Even riders who stuck to single sports were making the switch. Trail riders tired of adjusting straps, moto riders sick of overheating in plastic armor. The base-layer approach solved problems across the board.
"Crashed last month wearing this and walked away clean. The shoulder pad took a hit that would have definitely hurt with my old gear."Tyler · 26, downhill and trail rider
What makes this approach work is the material science. Traditional armor uses hard shells because that's what passed safety tests decades ago. But modern viscoelastic foams can achieve the same protection levels while staying flexible during normal riding.
The CE Level 2 certification isn't negotiable - it's third-party tested protection that meets or exceeds what hard-shell armor provides. But the delivery method is completely different. Instead of strapping rigid pieces to your body, you're wearing the protection as an integrated garment.
The compression-fit design eliminates the main failure points of traditional armor: shifting during crashes, pressure points during long rides, and the constant need for adjustment. When protection is built into the garment, it moves exactly how your body moves.

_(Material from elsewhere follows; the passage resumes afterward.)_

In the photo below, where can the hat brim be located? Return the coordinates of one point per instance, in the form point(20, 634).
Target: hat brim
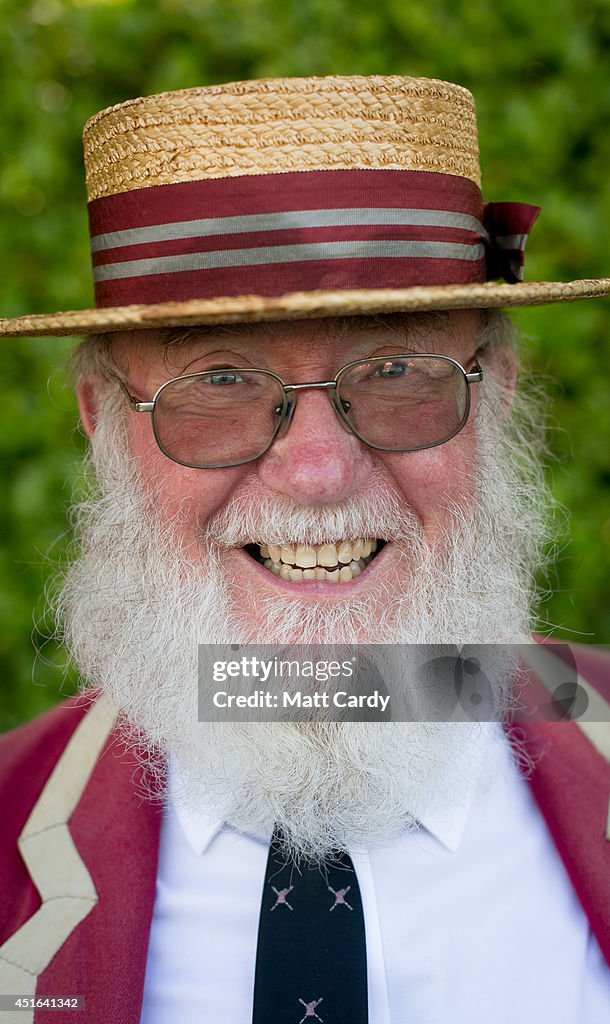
point(303, 305)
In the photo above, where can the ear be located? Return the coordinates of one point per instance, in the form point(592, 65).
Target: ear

For dual-sport riders, this solves the fundamental problem: you get consistent, certified protection that works under any outer gear. No more choosing between sport-specific compromises.
Looking back at that morning in my garage, staring at two inadequate gear setups, the solution seems obvious now. Why carry multiple protection systems when one properly designed piece can handle everything?
The Cased Inner Protective Long Sleeve has become my default protection for every ride. Trail sessions, moto track days, bike park laps - same gear, same protection level, same comfort. The dual-sport protection problem that had frustrated me for years was solved by rethinking the entire approach.
I'm not the only one who's made this switch. The riding community is slowly figuring out that base-layer protection isn't just more comfortable - it's more effective because you actually wear it consistently.
My garage wall now has space for other gear instead of redundant protection systems. And when I'm gearing up for a ride, there's no more stare-down between inadequate options. Just one piece of protection that works for everything I ride.
"Sold all my old protection gear after trying this. Finally found something that works for both my mountain bike and my dirt bike."Alex · 31, multi-sport rider from Utah
No more standing in my garage at 6 AM, torn between inadequate options. Just one piece of protection that works for everything I ride, hanging ready for whatever the day brings.